Book Review: Girl In Snow by Danya Kukafka

Girl in Snow by Danya Kukafka
My rating: 3 of 5 stars
Publisher:  Simon & Schuster

Summary:  Who Are You When No One Is Watching?

When a beloved high schooler named Lucinda Hayes is found murdered, no one in her sleepy Colorado suburb is untouched—not the boy who loved her too much; not the girl who wanted her perfect life; not the officer assigned to investigate her murder. In the aftermath of the tragedy, these three indelible characters—Cameron, Jade, and Russ—must each confront their darkest secrets in an effort to find solace, the truth, or both. 
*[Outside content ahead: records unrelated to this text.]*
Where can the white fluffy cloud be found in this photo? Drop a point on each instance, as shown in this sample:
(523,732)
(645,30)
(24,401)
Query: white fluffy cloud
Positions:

In crystalline prose, Danya Kukafka offers a brilliant exploration of identity and of the razor-sharp line between love and obsession, between watching and seeing, between truth and memory. 
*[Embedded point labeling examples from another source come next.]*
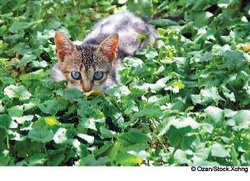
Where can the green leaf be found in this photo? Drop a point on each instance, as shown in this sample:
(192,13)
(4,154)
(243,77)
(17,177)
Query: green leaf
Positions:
(234,60)
(181,157)
(218,150)
(16,91)
(88,138)
(51,107)
(17,26)
(216,115)
(126,159)
(135,137)
(40,132)
(240,120)
(72,94)
(179,123)
(60,136)
(16,111)
(149,112)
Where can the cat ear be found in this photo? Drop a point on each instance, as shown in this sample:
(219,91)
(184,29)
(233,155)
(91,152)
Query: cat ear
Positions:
(64,46)
(109,46)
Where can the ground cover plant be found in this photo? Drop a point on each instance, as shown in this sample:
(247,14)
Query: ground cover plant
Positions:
(186,103)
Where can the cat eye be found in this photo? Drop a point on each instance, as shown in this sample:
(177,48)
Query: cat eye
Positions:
(98,75)
(76,75)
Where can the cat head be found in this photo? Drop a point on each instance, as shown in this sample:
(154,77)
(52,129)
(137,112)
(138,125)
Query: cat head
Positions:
(86,67)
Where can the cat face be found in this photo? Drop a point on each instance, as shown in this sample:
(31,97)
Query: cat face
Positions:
(85,67)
This wasn't the mystery I was expecting. Ultimately it felt like the mystery was secondary to the story the author wanted to tell so it reminded me of Robin Kirman's Bradstreet Gate.

Cameron was all things teen creeper type Michael Skakel and Lucinda, this town's Martha Moxley golden girl. So I was all kinds of up for this story but somehow this didn't connect for me. I did like the parts with Jade's screenplay of her alternate self/life. The murder is solved well before the end of the book and in such a way that was fairly anti-climactic. Still, I'd read another by the author as she has a way with prose and character study. This one just wasn't really for me.

I received a copy of this book from the publisher via Netgalley in exchange for my unbiased thoughts & opinions.